Because kaposiform hemangioendotheliomas are so rare, very few doctors have experience diagnosing and treating them. The Vascular Anomalies Center (VAC) at Boston Children's Hospital has evaluated more children with KHE than any other hospital in the world. The VAC's 25 physicians — representing 16 medical and surgical specialties — draw on those experiences to redefine the best therapies and achieve better long-term outcomes for children with KHE.

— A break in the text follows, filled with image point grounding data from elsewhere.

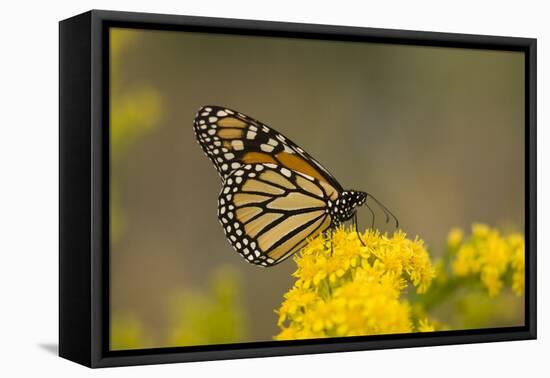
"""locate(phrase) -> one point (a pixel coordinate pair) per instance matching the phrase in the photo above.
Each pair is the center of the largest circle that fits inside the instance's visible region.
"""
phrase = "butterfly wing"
(268, 211)
(231, 139)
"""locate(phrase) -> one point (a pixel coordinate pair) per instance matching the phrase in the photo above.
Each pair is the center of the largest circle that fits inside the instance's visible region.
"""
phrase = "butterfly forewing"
(231, 139)
(268, 211)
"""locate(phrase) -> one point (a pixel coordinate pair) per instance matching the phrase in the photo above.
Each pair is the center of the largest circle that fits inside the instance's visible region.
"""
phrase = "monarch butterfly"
(274, 194)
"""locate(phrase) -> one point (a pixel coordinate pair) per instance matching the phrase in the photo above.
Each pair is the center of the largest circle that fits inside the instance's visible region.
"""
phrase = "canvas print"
(271, 189)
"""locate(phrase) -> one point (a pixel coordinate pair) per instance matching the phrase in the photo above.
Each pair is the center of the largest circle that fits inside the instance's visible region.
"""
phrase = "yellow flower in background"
(490, 255)
(351, 289)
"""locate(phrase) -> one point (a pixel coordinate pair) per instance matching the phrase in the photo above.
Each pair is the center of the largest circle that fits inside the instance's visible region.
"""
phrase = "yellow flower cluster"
(492, 256)
(348, 289)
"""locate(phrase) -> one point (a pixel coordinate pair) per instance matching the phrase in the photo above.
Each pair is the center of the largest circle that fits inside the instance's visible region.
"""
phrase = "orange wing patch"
(231, 122)
(230, 133)
(297, 163)
(258, 157)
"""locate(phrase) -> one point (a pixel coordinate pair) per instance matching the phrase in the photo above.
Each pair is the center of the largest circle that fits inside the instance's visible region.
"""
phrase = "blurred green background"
(437, 134)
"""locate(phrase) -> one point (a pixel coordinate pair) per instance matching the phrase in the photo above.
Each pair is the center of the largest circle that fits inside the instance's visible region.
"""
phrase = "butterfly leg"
(357, 229)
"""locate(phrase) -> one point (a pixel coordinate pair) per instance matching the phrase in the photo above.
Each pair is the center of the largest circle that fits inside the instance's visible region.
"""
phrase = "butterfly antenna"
(357, 230)
(387, 212)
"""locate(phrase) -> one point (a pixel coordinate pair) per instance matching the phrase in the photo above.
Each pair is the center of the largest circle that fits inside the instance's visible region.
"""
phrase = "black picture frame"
(84, 194)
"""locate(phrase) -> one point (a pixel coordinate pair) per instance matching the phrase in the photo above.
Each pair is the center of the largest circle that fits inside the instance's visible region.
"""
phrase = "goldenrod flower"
(347, 289)
(425, 326)
(491, 255)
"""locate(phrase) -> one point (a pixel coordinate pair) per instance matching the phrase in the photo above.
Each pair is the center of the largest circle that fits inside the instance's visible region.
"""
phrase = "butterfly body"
(274, 195)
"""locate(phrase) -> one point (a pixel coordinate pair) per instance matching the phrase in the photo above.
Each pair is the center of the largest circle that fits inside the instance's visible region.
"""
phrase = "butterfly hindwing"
(268, 211)
(231, 139)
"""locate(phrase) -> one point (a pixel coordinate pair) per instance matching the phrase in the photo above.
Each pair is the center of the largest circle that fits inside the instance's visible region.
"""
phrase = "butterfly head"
(345, 206)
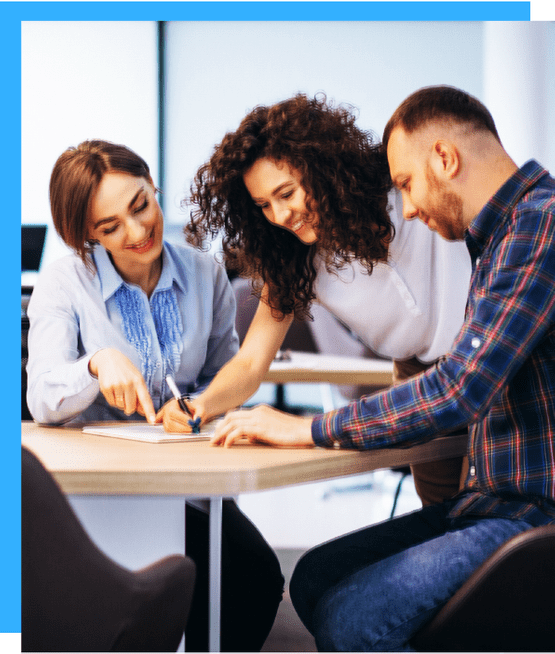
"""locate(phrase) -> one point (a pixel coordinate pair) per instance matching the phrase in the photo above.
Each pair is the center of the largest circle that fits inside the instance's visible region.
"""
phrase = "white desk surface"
(85, 464)
(331, 369)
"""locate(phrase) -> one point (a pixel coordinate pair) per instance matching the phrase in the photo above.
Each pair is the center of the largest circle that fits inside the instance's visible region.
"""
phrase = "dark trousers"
(373, 589)
(252, 583)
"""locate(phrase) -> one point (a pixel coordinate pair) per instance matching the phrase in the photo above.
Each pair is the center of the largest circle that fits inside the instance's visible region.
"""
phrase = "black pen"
(182, 404)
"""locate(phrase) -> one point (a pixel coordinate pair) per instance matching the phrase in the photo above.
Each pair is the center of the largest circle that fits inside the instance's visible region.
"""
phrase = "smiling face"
(126, 219)
(424, 195)
(276, 188)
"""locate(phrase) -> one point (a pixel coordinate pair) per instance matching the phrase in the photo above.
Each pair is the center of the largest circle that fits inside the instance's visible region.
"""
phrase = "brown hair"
(343, 173)
(74, 181)
(439, 103)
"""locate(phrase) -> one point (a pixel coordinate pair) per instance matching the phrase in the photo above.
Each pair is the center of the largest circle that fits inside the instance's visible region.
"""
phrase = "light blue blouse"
(187, 329)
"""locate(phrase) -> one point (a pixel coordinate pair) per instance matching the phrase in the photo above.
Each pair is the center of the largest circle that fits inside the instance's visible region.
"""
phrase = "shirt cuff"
(326, 428)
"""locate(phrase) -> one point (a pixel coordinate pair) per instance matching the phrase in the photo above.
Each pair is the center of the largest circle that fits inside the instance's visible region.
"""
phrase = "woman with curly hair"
(305, 166)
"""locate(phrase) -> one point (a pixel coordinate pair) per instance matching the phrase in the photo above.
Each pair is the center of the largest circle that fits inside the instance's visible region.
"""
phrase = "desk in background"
(85, 464)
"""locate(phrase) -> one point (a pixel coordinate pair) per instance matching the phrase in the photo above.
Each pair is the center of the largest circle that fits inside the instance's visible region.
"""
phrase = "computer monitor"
(33, 238)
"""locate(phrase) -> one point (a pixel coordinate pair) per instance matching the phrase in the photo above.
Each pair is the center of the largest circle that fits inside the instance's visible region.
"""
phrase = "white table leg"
(215, 569)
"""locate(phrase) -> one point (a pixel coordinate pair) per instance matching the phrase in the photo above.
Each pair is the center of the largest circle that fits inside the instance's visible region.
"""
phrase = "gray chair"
(507, 605)
(75, 598)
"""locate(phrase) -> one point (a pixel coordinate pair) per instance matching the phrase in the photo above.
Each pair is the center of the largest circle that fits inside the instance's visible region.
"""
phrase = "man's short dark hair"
(439, 103)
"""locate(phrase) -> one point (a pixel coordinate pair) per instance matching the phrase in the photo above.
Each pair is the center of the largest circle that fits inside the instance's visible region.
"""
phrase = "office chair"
(75, 598)
(507, 605)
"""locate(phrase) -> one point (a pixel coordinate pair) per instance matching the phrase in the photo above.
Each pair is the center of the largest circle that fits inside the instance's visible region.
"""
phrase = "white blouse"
(411, 306)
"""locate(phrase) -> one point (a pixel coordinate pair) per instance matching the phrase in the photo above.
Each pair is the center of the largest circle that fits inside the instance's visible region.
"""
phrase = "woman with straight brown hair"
(109, 322)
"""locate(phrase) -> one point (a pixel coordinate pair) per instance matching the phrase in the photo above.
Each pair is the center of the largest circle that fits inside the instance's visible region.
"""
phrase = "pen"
(173, 388)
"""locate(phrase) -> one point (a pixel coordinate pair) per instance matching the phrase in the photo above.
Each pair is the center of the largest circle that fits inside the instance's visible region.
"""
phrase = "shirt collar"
(111, 280)
(500, 206)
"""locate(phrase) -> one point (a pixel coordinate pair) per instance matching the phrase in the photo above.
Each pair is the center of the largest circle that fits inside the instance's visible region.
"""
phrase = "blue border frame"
(11, 15)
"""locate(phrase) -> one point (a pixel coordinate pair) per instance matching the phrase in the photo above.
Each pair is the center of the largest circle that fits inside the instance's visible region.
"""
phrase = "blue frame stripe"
(298, 11)
(11, 15)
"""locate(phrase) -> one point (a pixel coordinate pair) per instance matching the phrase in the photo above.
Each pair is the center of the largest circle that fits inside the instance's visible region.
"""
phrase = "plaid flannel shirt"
(499, 377)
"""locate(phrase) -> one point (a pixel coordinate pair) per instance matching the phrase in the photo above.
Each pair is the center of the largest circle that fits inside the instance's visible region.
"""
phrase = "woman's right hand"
(121, 383)
(177, 421)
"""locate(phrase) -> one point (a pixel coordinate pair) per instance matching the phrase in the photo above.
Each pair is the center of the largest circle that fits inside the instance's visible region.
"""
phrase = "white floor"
(303, 516)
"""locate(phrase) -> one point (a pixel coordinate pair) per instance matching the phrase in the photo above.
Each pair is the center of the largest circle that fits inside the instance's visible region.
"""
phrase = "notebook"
(149, 433)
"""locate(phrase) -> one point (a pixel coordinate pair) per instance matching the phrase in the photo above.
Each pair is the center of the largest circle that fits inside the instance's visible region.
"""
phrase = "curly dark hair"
(344, 174)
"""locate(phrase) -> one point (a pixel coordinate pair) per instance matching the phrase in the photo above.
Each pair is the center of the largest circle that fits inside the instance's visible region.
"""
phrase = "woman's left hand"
(262, 424)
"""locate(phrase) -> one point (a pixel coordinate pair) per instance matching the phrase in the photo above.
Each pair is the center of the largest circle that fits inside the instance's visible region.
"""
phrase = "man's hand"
(121, 383)
(263, 424)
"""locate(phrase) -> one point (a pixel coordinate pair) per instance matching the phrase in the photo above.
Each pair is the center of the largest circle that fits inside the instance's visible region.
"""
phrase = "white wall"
(217, 71)
(82, 80)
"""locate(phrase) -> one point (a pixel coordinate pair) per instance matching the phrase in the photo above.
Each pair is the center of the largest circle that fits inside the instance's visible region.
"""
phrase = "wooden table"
(330, 369)
(85, 464)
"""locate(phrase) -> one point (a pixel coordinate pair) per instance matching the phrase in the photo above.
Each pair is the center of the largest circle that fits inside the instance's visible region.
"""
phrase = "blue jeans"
(373, 589)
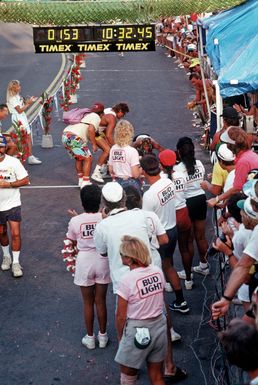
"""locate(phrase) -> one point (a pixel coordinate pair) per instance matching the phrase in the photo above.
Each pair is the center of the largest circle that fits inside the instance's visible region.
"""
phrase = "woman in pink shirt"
(140, 322)
(124, 160)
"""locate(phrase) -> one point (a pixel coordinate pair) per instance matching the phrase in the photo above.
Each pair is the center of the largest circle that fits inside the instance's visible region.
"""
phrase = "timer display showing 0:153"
(125, 33)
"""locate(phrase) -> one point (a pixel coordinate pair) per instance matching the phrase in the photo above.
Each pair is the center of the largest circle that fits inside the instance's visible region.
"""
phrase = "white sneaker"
(6, 264)
(174, 335)
(188, 285)
(182, 274)
(85, 183)
(168, 287)
(80, 180)
(89, 341)
(198, 269)
(17, 270)
(103, 340)
(104, 169)
(97, 177)
(33, 160)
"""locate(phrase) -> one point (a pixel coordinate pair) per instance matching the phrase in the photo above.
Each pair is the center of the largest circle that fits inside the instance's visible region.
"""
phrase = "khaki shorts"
(100, 135)
(131, 356)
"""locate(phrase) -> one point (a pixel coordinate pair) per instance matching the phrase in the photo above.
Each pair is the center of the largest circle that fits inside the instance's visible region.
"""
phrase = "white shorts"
(91, 268)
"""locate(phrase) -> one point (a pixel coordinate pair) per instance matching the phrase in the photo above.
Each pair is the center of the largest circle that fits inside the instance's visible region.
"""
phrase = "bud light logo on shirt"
(149, 285)
(179, 184)
(87, 230)
(118, 156)
(198, 174)
(166, 194)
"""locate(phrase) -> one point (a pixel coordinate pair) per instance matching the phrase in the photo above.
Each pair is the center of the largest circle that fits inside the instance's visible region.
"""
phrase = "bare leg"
(88, 295)
(103, 144)
(170, 367)
(171, 273)
(101, 308)
(4, 240)
(128, 375)
(87, 166)
(155, 373)
(199, 235)
(184, 239)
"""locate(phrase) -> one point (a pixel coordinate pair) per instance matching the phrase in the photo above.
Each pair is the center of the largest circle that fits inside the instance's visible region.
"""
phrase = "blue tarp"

Our areas of innovation for kaposiform hemangioendothelioma

Physicians and researchers at the VAC have generated an extensive database of cases of vascular anomalies, including more than 250 cases of KHE. We are actively evaluating the best therapies for KHE and studying long- term outcomes after KHE. As our database grows, it will help shine more light on this rare and often misunderstood condition.

In 2015, we opened a clinical trial comparing vincristine and sirolimus in patients with KHE complicated by KMP. This randomized, controlled, multicenter trial involving several institutions around the country will answer questions about which of these medications is a better treatment for KHE.